Из Ростова Василий Васильевич ненадолго выезжал в Ярославль и Кострому. «Где-то под Ярославлем», по его собственным словам, он написал замечательный по психологической выразительности «Портрет отставного дворецкого» — человека из бывших крепостных, прожившего нелегкую жизнь. Одетый в черный костюм и светлую сорочку с черным галстуком-бабочкой (вероятно, в такой «форме» ему приходилось служить господам), с доброй усмешкой на морщинистом лице, сохранившем выражение достоинства и уверенности в себе, он смотрит на зрителя слегка прищуренными глазами. Этому портрету суждено было стать первым в задуманной художником и осуществленной в последующие годы серии изображений простых людей из российской глубинки. Несмотря на некоторые публичные выступления, в которых Верещагин принимал позу аристократического недоверия к миру «униженных и оскорбленных» и выражал опасение перед неизбежным «восстанием масс» (вспомним лекцию в Будапеште, так возмутившую Стасова), художник в своем творчестве и в жизни проявлял органично присущий ему демократизм.

Со времен пребывания в Средней Азии у Верещагина выработалась привычка собирать необходимые ему для живописи предметы одежды и быта местных народов. И теперь, оказавшись в российской глубинке, он начинает формировать новую коллекцию — вещей, связанных с русской культурой, русскими национальными традициями и русской стариной.

Новые, написанные в Ростове и Ярославле картины и этюды Василий Васильевич включает, наряду с прежними работами, в экспозицию своих произведений, которая открылась в апреле 1888 года в Париже, в художественном кружке улицы Вольней. Выставка продлилась примерно месяц, до 6 мая.

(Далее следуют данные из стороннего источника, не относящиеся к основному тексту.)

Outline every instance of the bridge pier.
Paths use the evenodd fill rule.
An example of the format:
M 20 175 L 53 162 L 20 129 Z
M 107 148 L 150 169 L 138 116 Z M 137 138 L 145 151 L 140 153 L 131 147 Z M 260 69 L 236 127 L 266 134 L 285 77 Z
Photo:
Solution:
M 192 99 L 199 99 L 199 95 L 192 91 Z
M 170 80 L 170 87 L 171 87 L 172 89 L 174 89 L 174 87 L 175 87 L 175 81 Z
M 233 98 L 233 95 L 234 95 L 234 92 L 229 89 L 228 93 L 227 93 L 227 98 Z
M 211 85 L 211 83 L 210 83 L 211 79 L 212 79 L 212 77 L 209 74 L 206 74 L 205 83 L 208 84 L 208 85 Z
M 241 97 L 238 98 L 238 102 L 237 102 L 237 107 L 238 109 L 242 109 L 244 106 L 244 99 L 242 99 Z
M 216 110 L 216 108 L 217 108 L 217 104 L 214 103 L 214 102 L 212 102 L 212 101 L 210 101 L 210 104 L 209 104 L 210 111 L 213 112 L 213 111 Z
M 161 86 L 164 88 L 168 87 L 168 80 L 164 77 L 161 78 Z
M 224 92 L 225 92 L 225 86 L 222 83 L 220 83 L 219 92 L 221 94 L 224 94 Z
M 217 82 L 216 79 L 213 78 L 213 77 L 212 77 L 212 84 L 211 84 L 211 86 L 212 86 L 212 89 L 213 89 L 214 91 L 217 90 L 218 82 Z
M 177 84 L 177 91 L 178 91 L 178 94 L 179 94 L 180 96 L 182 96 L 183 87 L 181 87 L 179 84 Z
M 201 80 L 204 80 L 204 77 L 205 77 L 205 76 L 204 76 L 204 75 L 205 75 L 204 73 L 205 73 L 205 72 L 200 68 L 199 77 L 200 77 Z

Подводя ее итоги, журнал «Художественные новости» отметил, что «французская публика и пресса отнеслись очень благосклонно к нашему художнику и в залах выставки постоянно теснилась масса посетителей»[341].

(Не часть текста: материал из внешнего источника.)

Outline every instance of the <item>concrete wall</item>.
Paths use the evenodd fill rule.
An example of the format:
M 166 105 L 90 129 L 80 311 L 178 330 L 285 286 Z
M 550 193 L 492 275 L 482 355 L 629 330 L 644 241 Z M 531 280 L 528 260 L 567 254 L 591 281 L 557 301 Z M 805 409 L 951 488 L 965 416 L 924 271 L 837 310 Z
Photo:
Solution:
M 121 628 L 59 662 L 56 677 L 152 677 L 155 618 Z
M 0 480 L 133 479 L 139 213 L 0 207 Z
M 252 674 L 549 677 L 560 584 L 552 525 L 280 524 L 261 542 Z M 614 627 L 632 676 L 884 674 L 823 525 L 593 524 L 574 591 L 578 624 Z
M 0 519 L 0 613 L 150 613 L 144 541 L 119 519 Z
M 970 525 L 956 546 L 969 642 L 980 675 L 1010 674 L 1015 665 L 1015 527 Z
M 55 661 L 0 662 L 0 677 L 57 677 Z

На парижскую выставку счел нужным откликнуться в «Новостях и биржевой газете» Стасов, пять лет назад порвавший с Верещагиным близкие отношения. Впечатления парижан от картин соотечественника он анализировал по рецензиям французских газет, собранным по его заказу агентством «Аргус прессы». В своем обзоре Стасов выстраивал заголовки рецензий на выставку, как певцов, поющих в унисон в общем хоре: «Верещагин признан Парижем», «Успех Верещагина — единогласный», «Верещагин в настоящую минуту лев Парижа»…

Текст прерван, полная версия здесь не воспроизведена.